Combining sculpture and live performance, he invoked the legacies of groundbreaking figures including W.E.B. Du Bois, Bessie Smith, Matthew Henson, Jimi Hendrix, Martin Luther King Jr., Beethoven and John Coltrane, individuals he viewed as ignored or under-appreciated. Adkins explains his approach to art making and the concepts presented in “Recital” in the 2012 video below.
Terry Adkins Recital from The Tang Museum on Vimeo.
In the video, Adkins recalls going home recently to visit his mother—he hadn’t been there for years—and attending church again. The experience gave her great joy and elicited in him a kind of comfort in recognition, both personal and artistic:
This early exposure to a space—an architectural space that was meant for ceremony as well as contemplation—had a profound affect on me and I think you can see the evidence of that throughout these spaces [of the exhibition]. The symmetry of it. The ceremony of it. The relationship of the orator to the audience. I don’t know whether faith is the right word. I think it has to do with my belief that art can be a force for change.
— Terry Adkins
Emerging artist Heather Hart was among the first to take to social media to pay tribute to Adkins, calling him “a truly brilliant artist and mentor.”
A truly brilliant artist and mentor has passed today far far too soon. His work was hugely influential and… https://t.co/9zW1UUuVC9
— heather hart (@heat_her_hart) February 9, 2014
In fall 2011, Bomb magazine published a fascinating conversation between Adkins and Sanford Biggers, who also considered the late artist a mentor and followed a similar path—HBCU undergraduate study, residency at the Studio Museum in Harlem and PS1, and teaching at an Ivy League University. Adkins views were embedded in many of the questions he posed to Biggers. Among them:
As black artists we have always been relegated to the notion of race, identity, and image, which in a certain sense perpetuates conservative notions of ’30s social realism, no matter how you clothe it with the contemporary. Black artists who don’t care to deal with the subject matter that is posited in image and arrested at the surface of race are usually rendered more invisible. — Terry Adkins, Bomb Magazine
A recent Culture Talk with Lorna Simpson explored the concept for “Cloudscape” her 2004 video installation featuring Adkins.
“Radical Presence: Black Performance in Contemporary Art” by Valerie Cassel Oliver, et al. (Contemporary Arts Museum Houston, 165 pages). | Pages 44-45: Feature images from Adkins’s 1995 work “Last Trumpet,” which he revisited in a 2012 performance at the Contemporary Arts Museum Houston.

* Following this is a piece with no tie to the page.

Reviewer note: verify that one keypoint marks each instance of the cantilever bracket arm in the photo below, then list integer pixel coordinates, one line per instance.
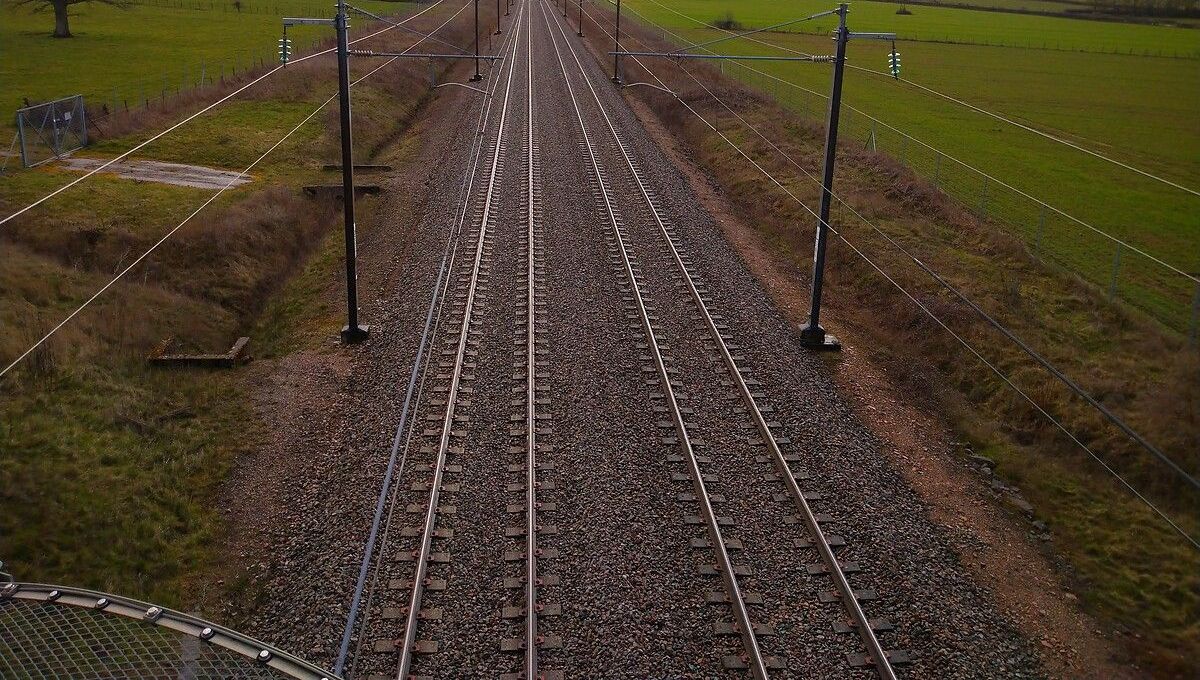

In 2007, visitors to Brooklyn’s Rotunda Gallery were greeted by a banner hanging above the entrance that read, “A Man was Lynched Yesterday,” courtesy of Adkins. As the New York Times reported, the sign was inspired by “one that W. E. B. Du Bois placed outside the office of the National Association for the Advancement of Colored People in the 1930s, and it is part of a larger piece by Mr. Adkins that includes copies of government files on Du Bois, who was marked as an agitator.”
Adkins’s profound contributions, cultural insight and radical performances live on. Videos document him discussing childhood influences in music and art, and 2013 performances of Postlude (Corpus Specere) and At Osiris, as a part of “Radical Presence” at the Studio Museum. In November, he was among the artists selected for the 2014 Whitney Biennial which opens in March, and “Terry Adkins: Recital,” a complement to his retrospective exhibition and the first volume to survey his three decades of work, is slated to be published in June 2014 by Prestel CT
(Update 3/21: Publication of “Terry Adkins: Recital” has been delayed to Aug. 25, 2014. Also, the New York Times published an obituary on Feb. 22, two weeks after Adkins’s death.)